Geoffrey Gray: Skyjack: The Hunt For D.B. Cooper
Initially a straightforward investigation into the identity of “D.B. Cooper”—the anonymous perpetrator of the only unsolved American airline hijacking—Geoffrey Gray’s Skyjack follows a pattern similar to David Fincher’s Zodiac, as a crime with major iconic significance continues to linger unsolved, deranging everyone who tries to crack it. While many books have been published about the case, they’ve mostly been written by people trying to prove that one suspect or another was the real criminal. Gray instead pursues all the threads and comes up short.

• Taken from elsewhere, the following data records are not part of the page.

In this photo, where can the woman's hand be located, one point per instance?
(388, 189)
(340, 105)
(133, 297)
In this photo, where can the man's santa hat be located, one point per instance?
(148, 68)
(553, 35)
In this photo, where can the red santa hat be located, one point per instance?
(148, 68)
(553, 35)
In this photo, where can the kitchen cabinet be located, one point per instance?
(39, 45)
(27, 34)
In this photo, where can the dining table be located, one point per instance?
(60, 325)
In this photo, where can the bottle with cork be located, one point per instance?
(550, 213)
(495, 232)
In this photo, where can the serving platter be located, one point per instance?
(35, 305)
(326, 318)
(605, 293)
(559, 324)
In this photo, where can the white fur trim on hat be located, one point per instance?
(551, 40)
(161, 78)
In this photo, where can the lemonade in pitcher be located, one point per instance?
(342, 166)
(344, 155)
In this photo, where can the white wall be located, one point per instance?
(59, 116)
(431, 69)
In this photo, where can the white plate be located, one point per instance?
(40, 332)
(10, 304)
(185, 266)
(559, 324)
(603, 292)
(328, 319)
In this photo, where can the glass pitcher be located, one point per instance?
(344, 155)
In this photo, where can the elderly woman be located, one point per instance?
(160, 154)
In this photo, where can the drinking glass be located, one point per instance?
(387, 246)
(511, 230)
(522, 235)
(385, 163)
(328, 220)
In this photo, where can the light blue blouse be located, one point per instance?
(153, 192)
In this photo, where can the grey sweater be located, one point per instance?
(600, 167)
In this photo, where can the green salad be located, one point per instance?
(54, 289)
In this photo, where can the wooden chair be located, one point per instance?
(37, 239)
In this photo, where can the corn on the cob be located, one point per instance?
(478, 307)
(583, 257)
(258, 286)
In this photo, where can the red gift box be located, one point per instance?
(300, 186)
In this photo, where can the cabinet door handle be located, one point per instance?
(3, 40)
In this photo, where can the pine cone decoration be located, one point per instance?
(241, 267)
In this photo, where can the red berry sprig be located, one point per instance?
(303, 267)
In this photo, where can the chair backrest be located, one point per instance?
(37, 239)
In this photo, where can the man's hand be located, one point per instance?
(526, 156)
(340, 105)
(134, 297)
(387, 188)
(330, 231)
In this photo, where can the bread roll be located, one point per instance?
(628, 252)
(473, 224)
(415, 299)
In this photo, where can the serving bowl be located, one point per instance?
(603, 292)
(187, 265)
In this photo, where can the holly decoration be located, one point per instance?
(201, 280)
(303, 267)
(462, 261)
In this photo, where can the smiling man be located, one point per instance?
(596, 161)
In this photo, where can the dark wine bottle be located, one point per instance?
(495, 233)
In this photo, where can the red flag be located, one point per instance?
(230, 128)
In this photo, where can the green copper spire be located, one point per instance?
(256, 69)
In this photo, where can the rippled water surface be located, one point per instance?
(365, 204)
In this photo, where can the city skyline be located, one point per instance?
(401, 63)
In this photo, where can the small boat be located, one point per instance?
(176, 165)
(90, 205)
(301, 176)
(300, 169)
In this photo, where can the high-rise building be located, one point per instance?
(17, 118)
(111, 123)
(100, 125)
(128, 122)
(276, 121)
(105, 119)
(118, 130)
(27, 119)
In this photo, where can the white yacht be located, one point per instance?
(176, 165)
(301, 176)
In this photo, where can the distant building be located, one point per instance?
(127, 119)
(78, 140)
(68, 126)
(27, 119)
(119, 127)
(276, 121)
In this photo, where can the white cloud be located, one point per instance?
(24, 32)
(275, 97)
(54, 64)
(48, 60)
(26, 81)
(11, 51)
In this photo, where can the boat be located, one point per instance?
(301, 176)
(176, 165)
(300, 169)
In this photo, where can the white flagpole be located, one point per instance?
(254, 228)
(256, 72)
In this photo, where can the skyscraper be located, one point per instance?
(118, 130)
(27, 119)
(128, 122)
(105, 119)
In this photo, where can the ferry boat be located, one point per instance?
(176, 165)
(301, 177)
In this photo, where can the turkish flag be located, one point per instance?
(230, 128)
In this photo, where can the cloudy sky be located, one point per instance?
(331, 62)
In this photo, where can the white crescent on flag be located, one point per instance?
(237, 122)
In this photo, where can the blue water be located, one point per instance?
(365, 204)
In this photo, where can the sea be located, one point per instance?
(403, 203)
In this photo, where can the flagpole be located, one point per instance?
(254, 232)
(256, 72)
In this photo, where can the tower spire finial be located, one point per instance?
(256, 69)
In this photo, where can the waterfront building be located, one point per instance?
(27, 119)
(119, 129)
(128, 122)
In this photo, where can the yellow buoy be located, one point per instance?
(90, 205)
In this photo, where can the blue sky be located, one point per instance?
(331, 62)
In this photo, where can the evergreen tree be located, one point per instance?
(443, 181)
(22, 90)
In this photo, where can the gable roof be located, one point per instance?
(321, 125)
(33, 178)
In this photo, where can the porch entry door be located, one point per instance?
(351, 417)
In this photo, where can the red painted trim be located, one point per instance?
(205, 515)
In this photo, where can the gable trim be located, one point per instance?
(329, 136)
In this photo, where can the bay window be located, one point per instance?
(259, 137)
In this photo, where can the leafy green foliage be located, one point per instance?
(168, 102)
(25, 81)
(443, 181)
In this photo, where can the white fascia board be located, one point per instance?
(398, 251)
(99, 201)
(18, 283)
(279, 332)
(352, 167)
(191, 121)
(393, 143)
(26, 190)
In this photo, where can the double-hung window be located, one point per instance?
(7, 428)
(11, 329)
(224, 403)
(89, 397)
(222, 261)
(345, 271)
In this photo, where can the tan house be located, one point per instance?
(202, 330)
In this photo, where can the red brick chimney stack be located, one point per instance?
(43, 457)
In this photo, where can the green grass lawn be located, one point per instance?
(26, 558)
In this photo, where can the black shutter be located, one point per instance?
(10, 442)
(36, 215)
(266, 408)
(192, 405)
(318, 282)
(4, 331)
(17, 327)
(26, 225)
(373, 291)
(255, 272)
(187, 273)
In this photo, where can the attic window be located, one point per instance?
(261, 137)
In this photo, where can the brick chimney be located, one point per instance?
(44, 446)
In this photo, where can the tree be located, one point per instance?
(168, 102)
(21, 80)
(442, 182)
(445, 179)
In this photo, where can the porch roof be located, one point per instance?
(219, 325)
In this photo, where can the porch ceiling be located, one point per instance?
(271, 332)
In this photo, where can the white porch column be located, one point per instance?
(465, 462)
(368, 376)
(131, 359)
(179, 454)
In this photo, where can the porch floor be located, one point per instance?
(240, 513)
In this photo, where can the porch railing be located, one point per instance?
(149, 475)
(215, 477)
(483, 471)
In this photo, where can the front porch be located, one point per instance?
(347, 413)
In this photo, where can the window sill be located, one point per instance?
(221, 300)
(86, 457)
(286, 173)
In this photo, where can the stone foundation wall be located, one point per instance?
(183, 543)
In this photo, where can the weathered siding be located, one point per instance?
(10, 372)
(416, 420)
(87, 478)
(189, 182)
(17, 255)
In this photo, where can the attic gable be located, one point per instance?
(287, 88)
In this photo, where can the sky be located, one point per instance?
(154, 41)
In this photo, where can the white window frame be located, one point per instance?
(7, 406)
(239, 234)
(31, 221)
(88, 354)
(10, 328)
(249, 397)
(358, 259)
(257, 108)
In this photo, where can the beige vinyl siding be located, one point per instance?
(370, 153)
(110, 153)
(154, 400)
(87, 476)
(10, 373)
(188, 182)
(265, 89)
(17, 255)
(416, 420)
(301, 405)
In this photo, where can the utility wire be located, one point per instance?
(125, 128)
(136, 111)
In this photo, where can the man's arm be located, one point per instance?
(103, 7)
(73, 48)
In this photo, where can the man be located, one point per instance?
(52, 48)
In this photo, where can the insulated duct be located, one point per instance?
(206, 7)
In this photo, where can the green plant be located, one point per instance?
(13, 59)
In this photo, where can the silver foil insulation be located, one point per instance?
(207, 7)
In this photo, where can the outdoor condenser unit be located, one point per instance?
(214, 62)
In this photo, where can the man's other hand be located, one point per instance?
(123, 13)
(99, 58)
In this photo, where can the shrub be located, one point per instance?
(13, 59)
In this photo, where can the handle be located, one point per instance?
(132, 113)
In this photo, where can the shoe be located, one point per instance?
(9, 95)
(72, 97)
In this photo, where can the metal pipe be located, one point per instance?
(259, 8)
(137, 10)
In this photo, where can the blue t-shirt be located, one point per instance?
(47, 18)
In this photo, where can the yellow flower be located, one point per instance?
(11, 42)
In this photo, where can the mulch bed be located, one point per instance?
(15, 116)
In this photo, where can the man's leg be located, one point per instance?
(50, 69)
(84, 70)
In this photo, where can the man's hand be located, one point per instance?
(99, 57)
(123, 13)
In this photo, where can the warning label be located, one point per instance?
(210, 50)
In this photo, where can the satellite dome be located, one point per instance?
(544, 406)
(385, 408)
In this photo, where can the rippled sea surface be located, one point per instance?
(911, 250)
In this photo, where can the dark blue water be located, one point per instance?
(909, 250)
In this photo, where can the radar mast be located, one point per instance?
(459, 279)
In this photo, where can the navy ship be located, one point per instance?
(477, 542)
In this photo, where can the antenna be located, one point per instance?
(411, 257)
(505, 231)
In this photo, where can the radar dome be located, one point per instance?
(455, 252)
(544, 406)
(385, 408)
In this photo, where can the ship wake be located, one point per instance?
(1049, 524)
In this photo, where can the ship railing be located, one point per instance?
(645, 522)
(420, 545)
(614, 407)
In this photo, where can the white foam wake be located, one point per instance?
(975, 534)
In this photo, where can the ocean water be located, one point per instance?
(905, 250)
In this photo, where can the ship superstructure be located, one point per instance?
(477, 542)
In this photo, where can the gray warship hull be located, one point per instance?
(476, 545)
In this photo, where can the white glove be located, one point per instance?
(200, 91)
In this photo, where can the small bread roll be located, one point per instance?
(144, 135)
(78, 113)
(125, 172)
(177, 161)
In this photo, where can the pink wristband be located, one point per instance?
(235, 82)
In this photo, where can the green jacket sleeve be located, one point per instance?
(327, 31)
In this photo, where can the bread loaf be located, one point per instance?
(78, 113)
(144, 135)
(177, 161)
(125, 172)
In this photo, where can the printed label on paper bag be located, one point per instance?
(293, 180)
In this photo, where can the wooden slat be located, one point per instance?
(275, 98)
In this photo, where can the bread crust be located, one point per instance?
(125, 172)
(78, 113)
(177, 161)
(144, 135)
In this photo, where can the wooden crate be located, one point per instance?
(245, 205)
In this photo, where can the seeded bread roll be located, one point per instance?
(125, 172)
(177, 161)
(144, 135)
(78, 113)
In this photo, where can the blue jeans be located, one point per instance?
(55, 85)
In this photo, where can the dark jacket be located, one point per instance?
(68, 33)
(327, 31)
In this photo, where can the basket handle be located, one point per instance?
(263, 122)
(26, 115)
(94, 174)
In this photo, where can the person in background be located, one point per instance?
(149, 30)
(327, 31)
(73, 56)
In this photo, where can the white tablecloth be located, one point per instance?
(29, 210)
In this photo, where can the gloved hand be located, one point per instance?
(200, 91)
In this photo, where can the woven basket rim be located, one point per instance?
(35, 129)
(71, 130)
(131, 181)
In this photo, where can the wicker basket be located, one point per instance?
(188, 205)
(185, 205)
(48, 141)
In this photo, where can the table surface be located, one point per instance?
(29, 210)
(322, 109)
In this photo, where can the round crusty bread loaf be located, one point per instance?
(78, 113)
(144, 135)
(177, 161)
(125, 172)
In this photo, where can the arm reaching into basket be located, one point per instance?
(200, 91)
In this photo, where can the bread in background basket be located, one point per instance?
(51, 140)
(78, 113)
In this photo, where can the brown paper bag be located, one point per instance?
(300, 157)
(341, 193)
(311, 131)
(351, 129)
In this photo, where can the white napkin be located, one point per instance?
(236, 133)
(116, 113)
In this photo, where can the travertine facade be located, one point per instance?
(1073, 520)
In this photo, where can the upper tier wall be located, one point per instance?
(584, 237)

The tone is established via a paranoid epigraph from Richard Nixon: “We’re up against an enemy, a conspiracy. They are using any means. We are going to use any means.” The opening third reconstructs the actual hijacking of a Northwest Orient 727 going from Portland to Seattle on November 24, 1971, an event unfolding against widespread turmoil in the airline industry. Boeing had fired half its workforce after launching the risky 747, Northwest Orient had just been shaken by a strike, and planes were being hijacked worldwide once a week. With the recession still on, airlines were refusing to pay to install metal detectors, and Gray claims they instead made stewardesses “the new panacea; they’ve become sex objects, redirecting passengers’ fears. At Southwest, the stews wear white leather boots with porn-star laces and tangerine hot pants.”
Details and context like that put Gray’s recreation of events above the average. The success of the rest of the book depends on readers’ willingness to accept the tone of sweaty paranoia coating much of the prose. “Please, Tina, Please,” Gray begs while hoping for a phone call back from a key witness. “I send her telepathic messages, mental beams aimed to direct her hands to her telephone receiver.” Passages like this pop up regularly in various shades of purple, sympathetically aligning the author with the many people haunted by the case.
Gray offers Cooper as a refracting lens for a diverse group of people, many traumatized by their experiences in the 1960s and ’70s, from suspects like Bobby/Barbara Dayton to Jerry Thomas, a Vietnam veteran who’s spent 22 consecutive years combing the patch of forest where the FBI concluded Cooper landed after parachuting from the plane he hijacked. (That landing site could’ve been wrong.) Taken together, the period-sharp details and increasingly outlandish tangles of futile theorizing create a momentum of their own. In the absence of conclusive evidence for any suspect, this panoramic overview has its own kind of downbeat satisfaction.